Żyjemy w czasach, w których to zagrożone przed hakerami są już odrobinę inteligentne mikrofale, czy czajniki z dostępem do sieci. Czy powinna nas więc dziwić luka bezpieczeństwa w Western Digital My Cloud?
Zapewne nie, choć jej prostota może nas zadziwiać. Niezależni badacze z Exploitee.rs odkryli właśnie, że kod obecny na urządzeniach My Cloud od Western Digital posiada poważną lukę, dzięki której każdy z nas może w banalny sposób włamać się do danych przechowywanych na jakimkolwiek produkcie z serii My Cloud.
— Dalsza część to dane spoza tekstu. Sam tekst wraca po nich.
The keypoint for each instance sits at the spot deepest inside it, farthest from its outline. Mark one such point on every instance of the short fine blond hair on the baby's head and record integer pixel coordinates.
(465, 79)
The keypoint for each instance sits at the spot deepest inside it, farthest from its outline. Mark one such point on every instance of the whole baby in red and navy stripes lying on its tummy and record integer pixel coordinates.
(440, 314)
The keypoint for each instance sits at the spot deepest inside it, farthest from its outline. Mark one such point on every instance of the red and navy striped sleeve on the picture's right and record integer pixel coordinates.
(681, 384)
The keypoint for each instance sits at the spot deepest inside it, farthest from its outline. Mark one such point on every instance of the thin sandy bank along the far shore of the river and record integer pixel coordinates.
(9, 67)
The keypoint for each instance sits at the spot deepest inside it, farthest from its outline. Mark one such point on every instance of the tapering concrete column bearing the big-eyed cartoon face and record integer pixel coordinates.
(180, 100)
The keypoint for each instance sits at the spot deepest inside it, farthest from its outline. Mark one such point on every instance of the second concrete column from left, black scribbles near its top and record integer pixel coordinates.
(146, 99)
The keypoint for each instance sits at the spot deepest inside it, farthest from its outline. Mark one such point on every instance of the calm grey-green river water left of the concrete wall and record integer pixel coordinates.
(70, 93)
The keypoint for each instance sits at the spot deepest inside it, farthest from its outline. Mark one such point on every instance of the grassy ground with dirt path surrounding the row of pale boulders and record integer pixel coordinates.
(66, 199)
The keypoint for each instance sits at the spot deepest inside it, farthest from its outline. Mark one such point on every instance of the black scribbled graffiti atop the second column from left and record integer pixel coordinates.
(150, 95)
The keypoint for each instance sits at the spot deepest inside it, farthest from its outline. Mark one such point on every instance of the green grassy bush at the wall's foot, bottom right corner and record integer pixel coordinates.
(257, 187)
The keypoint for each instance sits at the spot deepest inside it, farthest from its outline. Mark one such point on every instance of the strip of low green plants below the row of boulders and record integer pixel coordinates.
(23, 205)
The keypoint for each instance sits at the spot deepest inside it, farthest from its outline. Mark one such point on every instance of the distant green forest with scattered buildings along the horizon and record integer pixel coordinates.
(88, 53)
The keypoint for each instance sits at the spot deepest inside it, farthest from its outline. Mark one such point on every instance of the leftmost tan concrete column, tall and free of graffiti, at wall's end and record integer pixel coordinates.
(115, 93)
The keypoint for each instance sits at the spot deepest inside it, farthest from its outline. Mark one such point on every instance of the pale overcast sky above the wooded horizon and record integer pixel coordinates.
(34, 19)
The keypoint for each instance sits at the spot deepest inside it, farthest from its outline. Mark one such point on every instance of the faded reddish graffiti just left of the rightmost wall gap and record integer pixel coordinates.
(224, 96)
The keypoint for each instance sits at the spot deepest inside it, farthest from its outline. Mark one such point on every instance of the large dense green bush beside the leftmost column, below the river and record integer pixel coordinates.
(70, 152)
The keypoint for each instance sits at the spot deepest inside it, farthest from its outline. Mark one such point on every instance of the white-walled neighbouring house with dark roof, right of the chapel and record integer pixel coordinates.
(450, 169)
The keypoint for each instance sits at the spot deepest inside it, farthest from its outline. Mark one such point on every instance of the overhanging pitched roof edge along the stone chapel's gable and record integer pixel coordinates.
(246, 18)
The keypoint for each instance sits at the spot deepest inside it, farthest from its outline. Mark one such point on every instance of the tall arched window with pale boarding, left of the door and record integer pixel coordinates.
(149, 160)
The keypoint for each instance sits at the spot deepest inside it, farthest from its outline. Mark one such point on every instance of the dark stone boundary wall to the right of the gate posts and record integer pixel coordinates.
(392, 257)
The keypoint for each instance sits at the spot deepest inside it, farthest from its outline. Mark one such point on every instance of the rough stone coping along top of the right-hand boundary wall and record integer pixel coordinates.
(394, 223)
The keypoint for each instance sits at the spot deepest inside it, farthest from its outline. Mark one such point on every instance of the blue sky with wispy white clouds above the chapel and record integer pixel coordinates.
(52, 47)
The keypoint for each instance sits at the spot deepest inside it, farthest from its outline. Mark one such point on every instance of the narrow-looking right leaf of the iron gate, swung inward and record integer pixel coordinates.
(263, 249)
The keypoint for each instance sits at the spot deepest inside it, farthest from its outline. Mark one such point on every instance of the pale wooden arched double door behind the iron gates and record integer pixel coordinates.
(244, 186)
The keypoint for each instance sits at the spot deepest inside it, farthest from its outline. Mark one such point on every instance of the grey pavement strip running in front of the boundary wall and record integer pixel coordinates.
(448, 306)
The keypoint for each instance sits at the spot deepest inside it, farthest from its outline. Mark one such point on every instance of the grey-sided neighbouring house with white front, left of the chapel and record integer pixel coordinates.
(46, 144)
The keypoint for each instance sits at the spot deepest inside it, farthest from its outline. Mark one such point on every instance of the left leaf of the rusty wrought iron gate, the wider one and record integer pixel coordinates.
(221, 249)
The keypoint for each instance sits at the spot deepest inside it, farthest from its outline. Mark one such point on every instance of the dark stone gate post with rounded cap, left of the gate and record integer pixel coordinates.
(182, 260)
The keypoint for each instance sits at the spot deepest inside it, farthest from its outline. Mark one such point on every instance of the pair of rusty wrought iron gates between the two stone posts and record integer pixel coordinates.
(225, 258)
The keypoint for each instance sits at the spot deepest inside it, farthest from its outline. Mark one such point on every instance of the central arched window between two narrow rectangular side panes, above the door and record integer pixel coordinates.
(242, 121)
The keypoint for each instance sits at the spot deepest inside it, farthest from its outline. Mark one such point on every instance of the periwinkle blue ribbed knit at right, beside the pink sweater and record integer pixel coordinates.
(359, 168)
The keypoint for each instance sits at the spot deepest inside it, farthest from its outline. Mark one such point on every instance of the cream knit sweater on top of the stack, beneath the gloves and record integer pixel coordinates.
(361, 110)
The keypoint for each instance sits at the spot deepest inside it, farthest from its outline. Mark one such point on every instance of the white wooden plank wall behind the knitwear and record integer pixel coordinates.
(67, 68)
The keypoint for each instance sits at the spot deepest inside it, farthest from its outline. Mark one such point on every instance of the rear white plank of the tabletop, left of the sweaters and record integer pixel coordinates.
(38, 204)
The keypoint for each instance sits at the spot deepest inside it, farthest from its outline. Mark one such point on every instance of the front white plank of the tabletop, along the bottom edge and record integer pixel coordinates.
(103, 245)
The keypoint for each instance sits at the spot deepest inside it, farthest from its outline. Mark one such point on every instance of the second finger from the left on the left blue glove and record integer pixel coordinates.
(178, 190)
Tak przynajmniej twierdzą odkrywcy, którzy sprawdzili to na modelu WDBCTL0020HWT i firmware w wersji 2.30.172. Dla tych, którzy nigdy wcześniej nie spotkali się z tymi urządzeniami już tłumacze, że są to serwery NAS, które ze względu na relatywnie niską cenę są popularne wśród konsumentów.
Marka może jednak ucierpieć w związku z problemem bezpieczeństwa. Niezałatana do tej pory luka bezpieczeństwa w Western Digital My Cloud umożliwia bowiem proste przejęcie kontroli nad serwerem NAS. Z takimi uprawnieniami admina oszust może nie tylko odczytać dane, ale również je modyfikować i usuwać. Jeśli chcecie poznać szczegóły, jak taki atak wykonać, to znajdziecie je na stronie securify.nl.